Right now the only documentation online is on their polish website http://pl.asus.com/Product.aspx?P_ID=sABpq9GJm3MbFOBA
Which doesnt mention anything about the power output of the amp. The first suspect item was the M-ATX power supply, which was rated for 300W and powered the amp through a standard 4pin connector. This would leave no power left for the rest of the computer, which at minimum is drawing 65W for the low power processor and motherboard. Regardless of ASUS’s rather overzealous marketing department the amp is still something interesting to look at. Also because it meets some decent specs:
Frequency response: 20Hz-20kHz, + / - 0.5dB (bandwidth)
SNR (signal to noise distance): 100 dB +
THD + N (total harmonic distortion factor of the noise): <0.2% (8?, 1W, 20Hz-20kHz)
While it is not terribly powerful, driving some efficient speakers with this makes me only want to turn up the volume a small ways before my room is uncomfortably loud.
Onto the rest of the Amplifier, because it’s design is quite simple with very few parts, and I think the amplifier module might be capable of putting out 50W RMS into each channel. The hardware is nicely laid out, and all the power stages are very simple.
This amp takes 12V in and runs it through a very simple forward converter, which steps the voltage up to +45 and -45V which then is sent to the positive and negative audio rails. This is a neat design for a computer power supply, especially if the PWM drivers are controlled using current mode control, as it can allow for some fluctuation of the audio power supply rails without messing too much with the standard 12V supply rail of the computer.

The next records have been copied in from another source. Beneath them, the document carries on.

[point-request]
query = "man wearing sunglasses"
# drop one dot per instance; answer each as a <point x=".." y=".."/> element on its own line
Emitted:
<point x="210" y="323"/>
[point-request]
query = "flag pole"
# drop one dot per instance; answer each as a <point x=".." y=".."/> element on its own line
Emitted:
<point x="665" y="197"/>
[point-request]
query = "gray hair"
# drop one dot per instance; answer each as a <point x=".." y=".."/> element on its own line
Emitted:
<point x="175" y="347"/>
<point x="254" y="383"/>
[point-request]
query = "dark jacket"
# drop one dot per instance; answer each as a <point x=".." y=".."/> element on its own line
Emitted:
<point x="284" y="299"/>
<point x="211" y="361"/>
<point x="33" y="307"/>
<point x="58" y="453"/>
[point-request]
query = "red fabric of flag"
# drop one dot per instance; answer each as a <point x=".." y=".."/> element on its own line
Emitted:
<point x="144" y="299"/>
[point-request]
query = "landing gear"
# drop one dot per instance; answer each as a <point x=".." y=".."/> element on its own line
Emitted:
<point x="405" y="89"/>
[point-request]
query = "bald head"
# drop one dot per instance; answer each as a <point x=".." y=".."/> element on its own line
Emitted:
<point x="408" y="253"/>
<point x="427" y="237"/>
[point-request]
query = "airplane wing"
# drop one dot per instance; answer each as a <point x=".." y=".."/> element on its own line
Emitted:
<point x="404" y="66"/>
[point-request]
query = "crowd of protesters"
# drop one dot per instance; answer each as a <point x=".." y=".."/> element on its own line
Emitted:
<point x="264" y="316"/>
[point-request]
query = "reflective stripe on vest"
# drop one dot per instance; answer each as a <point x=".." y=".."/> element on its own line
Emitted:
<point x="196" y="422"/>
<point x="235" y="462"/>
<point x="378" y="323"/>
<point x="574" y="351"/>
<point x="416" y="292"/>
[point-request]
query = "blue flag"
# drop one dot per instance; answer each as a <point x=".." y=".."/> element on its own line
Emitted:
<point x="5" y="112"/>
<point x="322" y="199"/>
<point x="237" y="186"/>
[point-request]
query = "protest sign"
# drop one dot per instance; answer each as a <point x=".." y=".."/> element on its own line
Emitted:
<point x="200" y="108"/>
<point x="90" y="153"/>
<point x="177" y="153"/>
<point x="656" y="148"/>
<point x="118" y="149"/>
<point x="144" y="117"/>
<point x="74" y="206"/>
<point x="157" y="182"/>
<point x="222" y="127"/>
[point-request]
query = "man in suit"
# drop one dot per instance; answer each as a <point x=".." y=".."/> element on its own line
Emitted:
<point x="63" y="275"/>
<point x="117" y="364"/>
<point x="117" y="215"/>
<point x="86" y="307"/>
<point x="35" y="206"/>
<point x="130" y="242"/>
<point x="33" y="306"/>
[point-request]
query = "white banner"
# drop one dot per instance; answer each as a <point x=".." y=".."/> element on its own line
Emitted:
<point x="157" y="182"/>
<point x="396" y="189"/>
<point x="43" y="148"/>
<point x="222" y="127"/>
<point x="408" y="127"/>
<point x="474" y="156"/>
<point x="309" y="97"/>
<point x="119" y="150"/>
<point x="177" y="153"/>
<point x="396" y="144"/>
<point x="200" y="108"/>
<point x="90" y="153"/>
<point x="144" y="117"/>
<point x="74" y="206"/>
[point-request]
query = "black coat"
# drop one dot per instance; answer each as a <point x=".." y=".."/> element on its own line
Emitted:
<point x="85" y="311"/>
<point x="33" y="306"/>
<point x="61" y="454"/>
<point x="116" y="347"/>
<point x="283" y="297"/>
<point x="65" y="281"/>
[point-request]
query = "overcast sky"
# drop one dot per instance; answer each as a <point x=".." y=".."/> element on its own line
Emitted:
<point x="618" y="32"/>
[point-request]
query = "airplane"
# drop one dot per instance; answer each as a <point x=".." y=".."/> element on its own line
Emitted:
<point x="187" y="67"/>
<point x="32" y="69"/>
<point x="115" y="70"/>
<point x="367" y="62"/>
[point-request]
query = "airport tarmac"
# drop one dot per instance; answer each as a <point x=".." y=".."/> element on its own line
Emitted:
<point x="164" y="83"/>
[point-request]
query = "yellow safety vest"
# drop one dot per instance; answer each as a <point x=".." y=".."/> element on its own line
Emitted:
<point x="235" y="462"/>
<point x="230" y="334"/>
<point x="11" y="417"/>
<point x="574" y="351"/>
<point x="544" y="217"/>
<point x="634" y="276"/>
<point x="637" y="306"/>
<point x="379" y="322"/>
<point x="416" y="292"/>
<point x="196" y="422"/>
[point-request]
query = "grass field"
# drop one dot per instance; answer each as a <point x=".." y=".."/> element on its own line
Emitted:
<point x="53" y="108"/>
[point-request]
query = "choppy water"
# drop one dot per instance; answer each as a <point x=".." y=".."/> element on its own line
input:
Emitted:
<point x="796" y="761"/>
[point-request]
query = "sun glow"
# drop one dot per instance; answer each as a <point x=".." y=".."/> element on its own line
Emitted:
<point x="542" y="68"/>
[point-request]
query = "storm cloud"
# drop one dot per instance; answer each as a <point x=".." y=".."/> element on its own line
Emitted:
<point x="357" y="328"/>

The Forward converter is a really simple textbook example, 2 fets switch separate coils in the transformer alternating, which allows power transfer at almost 100% of the cycle, requiring much smaller filter components.
The output stage is also very simple, each speaker is fed through a half bridge, consisting of two mosfets, which then goes through a very simple single stage LC filter consisting of a 200p cap and what is probably a 33.3uH inductor. There also is what looks like a very small shunt resistor, which might be measuring the output current and feeding this back into the proprietary driver ICs. The sub-woofer channel does away with the filter capacitor and doubles the inductor value Since the sub channel only needs to operate below ~100hz it does not need much filtering.
The really interesting stuff happens in the controller chips, which are made by D2 Audio, here they do some real time DSP, active noise shaping and speaker feedback to help equalize the output. Since there are not publicly available datasheets (sadly) we cant really see what goes on inside, but I am sure it is interesting.
On the other side of the heatsink you can see the other half of the mosfet drivers for each channel.